Теперь оставалось только ждать…
* * *Прошел всего какой-то день после встречи в заброшенном доме на алее Ганновер, 25. Правда, за это короткое время произошло много такого, что полностью искромсало жизнь сэра Ильдиара де Нота.
Был вечер накануне судьбоносного поединка. Белый Рыцарь сидел в своем шатре на окраине столичного ристалищного поля, располагавшегося в пяти милях от Гортена, неподалеку от реки Светлой и моста Трех Мечей. Он тяжело откинулся в глубоком кресле, и сейчас вид его был действительно жалок.
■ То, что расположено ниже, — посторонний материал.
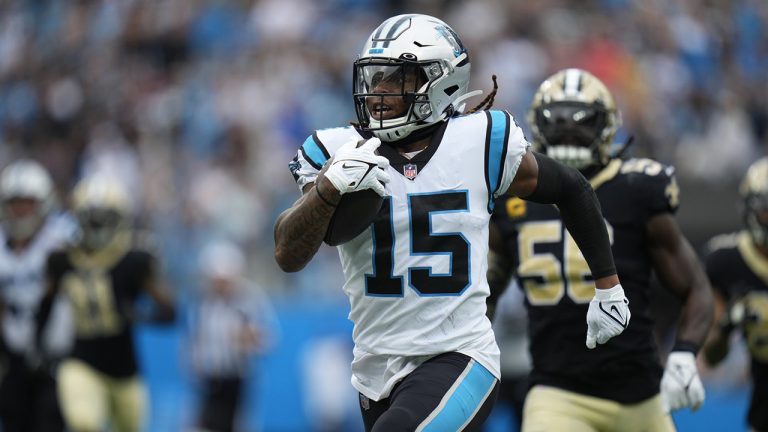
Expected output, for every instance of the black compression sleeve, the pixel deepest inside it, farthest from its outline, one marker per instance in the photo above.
(579, 210)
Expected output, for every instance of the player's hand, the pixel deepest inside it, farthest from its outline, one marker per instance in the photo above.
(357, 168)
(681, 386)
(734, 315)
(608, 315)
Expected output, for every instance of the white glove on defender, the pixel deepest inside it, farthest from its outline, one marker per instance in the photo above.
(608, 315)
(681, 386)
(357, 168)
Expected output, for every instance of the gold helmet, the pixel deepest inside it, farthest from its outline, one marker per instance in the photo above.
(573, 119)
(754, 195)
(102, 208)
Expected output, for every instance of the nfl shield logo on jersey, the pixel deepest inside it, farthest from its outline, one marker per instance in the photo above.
(410, 171)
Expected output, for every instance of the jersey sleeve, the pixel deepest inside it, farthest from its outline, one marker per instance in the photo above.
(717, 266)
(144, 265)
(315, 152)
(504, 149)
(655, 183)
(308, 161)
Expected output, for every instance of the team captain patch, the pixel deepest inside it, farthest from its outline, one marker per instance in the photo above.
(410, 171)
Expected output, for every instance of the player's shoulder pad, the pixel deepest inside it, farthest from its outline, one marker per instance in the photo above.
(721, 241)
(323, 143)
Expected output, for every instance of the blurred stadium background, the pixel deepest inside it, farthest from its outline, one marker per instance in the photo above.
(199, 105)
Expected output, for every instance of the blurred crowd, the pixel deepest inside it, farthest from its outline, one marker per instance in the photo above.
(199, 105)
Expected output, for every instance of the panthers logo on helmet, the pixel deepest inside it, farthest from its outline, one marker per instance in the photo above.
(754, 195)
(415, 57)
(25, 180)
(573, 119)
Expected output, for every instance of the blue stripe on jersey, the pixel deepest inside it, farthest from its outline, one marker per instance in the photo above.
(495, 151)
(314, 151)
(463, 401)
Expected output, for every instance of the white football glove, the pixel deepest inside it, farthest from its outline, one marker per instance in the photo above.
(608, 315)
(681, 386)
(357, 168)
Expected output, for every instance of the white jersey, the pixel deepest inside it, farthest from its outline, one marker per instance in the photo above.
(22, 288)
(416, 280)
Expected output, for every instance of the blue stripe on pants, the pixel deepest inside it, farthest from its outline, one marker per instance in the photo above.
(462, 401)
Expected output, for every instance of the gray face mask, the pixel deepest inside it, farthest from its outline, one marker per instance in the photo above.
(22, 228)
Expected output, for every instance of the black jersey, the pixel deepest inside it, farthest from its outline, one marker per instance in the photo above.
(102, 289)
(558, 285)
(740, 273)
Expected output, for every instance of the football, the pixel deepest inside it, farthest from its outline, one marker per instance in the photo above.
(354, 214)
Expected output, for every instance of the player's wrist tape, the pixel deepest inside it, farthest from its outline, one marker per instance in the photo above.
(325, 200)
(614, 293)
(686, 346)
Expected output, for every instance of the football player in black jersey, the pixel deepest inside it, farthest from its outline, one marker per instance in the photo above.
(737, 266)
(102, 277)
(616, 387)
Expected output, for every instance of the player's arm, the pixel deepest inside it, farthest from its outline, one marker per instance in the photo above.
(299, 231)
(500, 269)
(679, 270)
(51, 287)
(164, 310)
(541, 179)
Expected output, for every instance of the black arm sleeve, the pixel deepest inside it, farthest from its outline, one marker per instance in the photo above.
(579, 210)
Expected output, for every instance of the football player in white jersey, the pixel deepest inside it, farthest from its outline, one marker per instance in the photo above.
(30, 230)
(425, 357)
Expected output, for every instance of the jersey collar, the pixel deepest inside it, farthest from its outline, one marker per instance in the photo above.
(398, 161)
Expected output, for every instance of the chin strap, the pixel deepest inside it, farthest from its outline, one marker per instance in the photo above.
(460, 106)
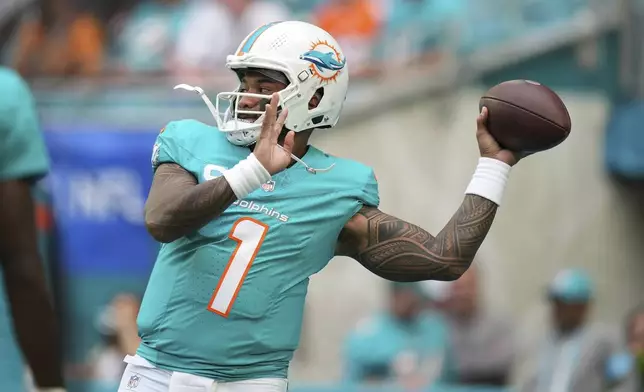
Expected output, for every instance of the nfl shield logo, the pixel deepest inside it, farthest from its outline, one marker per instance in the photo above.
(134, 382)
(268, 186)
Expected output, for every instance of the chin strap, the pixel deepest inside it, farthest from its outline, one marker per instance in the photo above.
(214, 113)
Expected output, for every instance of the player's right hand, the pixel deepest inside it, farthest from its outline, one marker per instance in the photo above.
(268, 153)
(488, 146)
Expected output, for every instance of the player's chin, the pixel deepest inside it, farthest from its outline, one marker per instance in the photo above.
(248, 119)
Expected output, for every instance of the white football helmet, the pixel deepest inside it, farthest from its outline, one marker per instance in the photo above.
(309, 58)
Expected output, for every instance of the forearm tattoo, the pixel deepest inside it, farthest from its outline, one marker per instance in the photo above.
(400, 251)
(177, 205)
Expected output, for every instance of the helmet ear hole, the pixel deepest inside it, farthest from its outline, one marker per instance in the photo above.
(316, 99)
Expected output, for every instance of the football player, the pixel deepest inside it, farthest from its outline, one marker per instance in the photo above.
(247, 211)
(23, 159)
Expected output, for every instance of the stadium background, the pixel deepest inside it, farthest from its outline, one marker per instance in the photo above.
(410, 114)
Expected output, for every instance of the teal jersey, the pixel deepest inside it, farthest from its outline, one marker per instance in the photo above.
(226, 302)
(22, 156)
(377, 344)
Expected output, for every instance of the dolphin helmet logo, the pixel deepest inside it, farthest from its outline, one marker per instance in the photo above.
(326, 61)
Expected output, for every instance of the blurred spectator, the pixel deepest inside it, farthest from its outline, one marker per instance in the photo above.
(635, 336)
(117, 326)
(404, 344)
(418, 29)
(215, 29)
(147, 39)
(574, 356)
(634, 362)
(53, 40)
(481, 349)
(354, 24)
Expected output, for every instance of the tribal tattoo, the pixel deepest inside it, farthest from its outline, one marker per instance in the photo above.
(400, 251)
(178, 205)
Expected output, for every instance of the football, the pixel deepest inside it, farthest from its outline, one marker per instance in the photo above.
(526, 116)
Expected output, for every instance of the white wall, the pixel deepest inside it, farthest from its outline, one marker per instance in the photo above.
(559, 210)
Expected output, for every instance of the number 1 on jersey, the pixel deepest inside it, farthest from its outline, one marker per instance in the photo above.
(249, 234)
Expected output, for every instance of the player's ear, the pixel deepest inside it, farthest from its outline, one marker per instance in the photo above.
(316, 98)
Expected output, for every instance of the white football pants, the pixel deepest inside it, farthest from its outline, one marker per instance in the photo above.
(141, 376)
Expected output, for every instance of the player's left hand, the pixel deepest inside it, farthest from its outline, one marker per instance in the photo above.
(273, 157)
(488, 146)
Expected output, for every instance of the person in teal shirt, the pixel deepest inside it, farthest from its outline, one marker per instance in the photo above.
(26, 309)
(404, 343)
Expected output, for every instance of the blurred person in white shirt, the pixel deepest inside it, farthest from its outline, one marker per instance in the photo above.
(214, 29)
(117, 326)
(482, 346)
(575, 355)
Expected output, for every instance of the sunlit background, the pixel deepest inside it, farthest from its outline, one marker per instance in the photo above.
(103, 73)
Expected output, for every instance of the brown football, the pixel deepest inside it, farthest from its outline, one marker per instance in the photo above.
(526, 116)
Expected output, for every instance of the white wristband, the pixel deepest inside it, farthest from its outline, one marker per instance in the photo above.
(246, 176)
(489, 179)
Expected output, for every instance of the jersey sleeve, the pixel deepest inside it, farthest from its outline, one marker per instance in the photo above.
(167, 148)
(22, 150)
(370, 196)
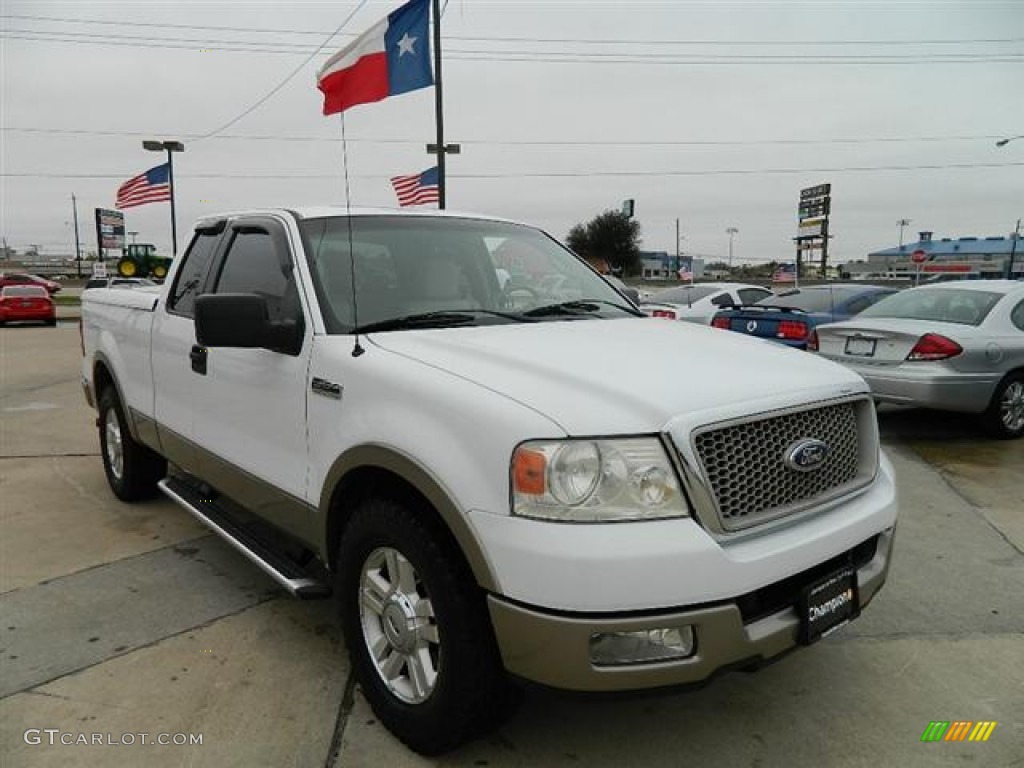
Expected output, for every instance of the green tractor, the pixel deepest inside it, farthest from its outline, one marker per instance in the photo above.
(140, 260)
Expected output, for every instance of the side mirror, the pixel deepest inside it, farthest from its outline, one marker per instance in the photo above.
(242, 320)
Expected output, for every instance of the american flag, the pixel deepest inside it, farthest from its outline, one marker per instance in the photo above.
(152, 186)
(417, 188)
(784, 273)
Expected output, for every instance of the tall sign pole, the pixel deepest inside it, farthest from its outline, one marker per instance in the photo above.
(813, 211)
(439, 108)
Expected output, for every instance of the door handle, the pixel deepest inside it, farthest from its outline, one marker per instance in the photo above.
(198, 357)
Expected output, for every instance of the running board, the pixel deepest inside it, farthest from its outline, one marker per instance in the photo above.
(281, 568)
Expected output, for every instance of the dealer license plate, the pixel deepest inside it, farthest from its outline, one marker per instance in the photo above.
(860, 347)
(827, 604)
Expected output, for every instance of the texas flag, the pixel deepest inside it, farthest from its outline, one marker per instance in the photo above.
(390, 57)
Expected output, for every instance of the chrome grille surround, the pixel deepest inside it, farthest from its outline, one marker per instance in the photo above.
(741, 462)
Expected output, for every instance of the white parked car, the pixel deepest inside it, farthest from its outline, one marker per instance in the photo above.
(494, 488)
(699, 302)
(949, 346)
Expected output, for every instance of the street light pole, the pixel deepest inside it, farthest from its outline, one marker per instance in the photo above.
(78, 245)
(170, 147)
(731, 231)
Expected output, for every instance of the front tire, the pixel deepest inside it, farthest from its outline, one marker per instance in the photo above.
(417, 629)
(1005, 417)
(132, 469)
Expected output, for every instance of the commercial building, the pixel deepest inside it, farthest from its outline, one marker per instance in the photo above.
(975, 257)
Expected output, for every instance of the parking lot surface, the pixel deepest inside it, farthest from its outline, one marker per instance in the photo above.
(123, 620)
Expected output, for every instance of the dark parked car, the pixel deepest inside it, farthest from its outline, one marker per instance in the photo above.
(788, 317)
(24, 279)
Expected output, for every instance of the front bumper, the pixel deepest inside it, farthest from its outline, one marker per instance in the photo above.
(553, 649)
(930, 386)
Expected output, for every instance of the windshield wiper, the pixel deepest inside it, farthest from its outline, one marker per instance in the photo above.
(436, 318)
(579, 307)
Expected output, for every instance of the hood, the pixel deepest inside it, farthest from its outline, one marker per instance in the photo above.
(626, 376)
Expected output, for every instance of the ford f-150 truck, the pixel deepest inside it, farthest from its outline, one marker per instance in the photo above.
(499, 466)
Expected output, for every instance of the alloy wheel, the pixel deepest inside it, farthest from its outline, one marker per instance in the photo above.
(115, 446)
(398, 626)
(1012, 407)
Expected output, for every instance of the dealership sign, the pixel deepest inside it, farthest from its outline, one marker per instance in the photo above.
(110, 229)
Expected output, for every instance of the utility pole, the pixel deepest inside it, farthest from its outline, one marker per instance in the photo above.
(677, 247)
(1013, 251)
(439, 109)
(78, 245)
(902, 223)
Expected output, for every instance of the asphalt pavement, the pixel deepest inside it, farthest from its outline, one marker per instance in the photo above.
(127, 620)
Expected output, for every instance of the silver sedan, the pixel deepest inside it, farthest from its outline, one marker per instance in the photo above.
(953, 346)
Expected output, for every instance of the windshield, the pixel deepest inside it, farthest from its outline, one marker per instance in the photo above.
(683, 294)
(943, 305)
(810, 299)
(414, 271)
(25, 291)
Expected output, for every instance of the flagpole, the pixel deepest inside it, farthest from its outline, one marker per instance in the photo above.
(356, 347)
(438, 105)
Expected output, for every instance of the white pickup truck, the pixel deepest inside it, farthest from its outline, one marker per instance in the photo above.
(500, 467)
Всего одна ночь его убила… уничтожила… втоптала в пыль. Зверское убийство в Старом городе сыграло на руку тому, кто все это затеял, кто заставил простой народ считать его убийцей детей, проклятым душегубом. Изабелла… милая Изабелла похищена лишенными всякой чести мерзавцами. И не грози ее жизни опасность, он бы уничтожил этих демонов во плоти прямо там, в старом поместье, окруженном дряхлым парком. Но что же делать теперь? Видит Хранн, он не знает! Как спасти любимую? У кого просить помощи? Все уже перепробовано…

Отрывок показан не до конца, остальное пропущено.